Fortunately, a very popular standard exists which allows us to communicate with the vast majority of LCDs regardless of their manufacturer. The standard is referred to as HD44780U, which refers to the controller chip which receives data from an external source (in this case, the 8051) and communicates directly with the LCD.
2.9.2 Hitachi 44780 BACKGROUND
The 44780 standard requires 3 control lines as well as either 4 or 8 I/O lines for the data bus. The user may select whether the LCD is to operate with a 4-bit data bus or an 8-bit data bus. If a 4-bit data bus is used the LCD will require a total of 7 data lines (3 control lines plus the 4 lines for the data bus). If an 8-bit data bus is used the LCD will require a total of 11 data lines (3 control lines plus the 8 lines for the data bus).
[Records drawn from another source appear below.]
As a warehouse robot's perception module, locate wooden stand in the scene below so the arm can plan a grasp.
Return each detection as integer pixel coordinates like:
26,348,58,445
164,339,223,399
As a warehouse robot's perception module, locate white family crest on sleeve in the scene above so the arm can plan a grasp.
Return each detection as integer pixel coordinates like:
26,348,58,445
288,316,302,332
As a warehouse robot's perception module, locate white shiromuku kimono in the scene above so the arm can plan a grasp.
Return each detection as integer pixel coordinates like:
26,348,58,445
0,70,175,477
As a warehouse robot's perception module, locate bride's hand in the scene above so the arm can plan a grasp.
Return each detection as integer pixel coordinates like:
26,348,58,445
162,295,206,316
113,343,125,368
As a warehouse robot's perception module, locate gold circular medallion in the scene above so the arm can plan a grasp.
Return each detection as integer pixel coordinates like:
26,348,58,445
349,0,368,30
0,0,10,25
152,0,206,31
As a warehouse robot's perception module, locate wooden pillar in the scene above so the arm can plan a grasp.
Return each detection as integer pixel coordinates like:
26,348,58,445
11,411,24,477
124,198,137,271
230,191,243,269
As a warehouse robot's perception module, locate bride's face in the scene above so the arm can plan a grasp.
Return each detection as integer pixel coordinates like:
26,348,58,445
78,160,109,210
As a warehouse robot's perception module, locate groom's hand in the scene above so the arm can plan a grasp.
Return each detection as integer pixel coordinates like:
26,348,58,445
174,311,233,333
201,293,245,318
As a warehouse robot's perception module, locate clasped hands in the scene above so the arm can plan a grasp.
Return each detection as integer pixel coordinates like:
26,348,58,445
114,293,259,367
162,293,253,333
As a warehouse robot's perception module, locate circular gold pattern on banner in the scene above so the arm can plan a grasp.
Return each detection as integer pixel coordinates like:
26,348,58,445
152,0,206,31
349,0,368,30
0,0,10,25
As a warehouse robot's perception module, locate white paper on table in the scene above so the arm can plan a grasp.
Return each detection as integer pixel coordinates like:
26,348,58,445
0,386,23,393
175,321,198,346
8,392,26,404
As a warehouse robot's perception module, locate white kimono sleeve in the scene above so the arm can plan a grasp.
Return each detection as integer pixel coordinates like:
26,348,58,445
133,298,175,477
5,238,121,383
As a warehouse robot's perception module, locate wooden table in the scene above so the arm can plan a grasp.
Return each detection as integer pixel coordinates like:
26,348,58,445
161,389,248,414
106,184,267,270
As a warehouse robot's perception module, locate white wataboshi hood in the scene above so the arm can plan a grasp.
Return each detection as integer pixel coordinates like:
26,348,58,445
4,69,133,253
The three control lines are referred to as EN, RS, and RW. The EN line is called "Enable." This control line is used to tell the LCD that you are sending it data. To send data to the LCD, your program should make sure this line is low (0) and then set the other two control lines and/or put data on the data bus. When the other lines are completely ready, bring EN high (1) and wait for the minimum amount of time required by the LCD datasheet (this varies from LCD to LCD), and end by bringing it low (0) again. The RS line is the "Register Select" line. When RS is low (0), the data is to be treated as a command or special instruction (such as clear screen, position cursor, etc.). When RS is high (1), the data being sent is text data which should be displayed on the screen. For example, to display the letter "T" on the screen you would set RS high. The RW line is the "Read/Write" control line. When RW is low (0), the information on the data bus is being written to the LCD. When RW is high (1), the program is effectively querying (or reading) the LCD. Only one instruction ("Get LCD status") is a read command. All others are write commands--so RW will almost always be low.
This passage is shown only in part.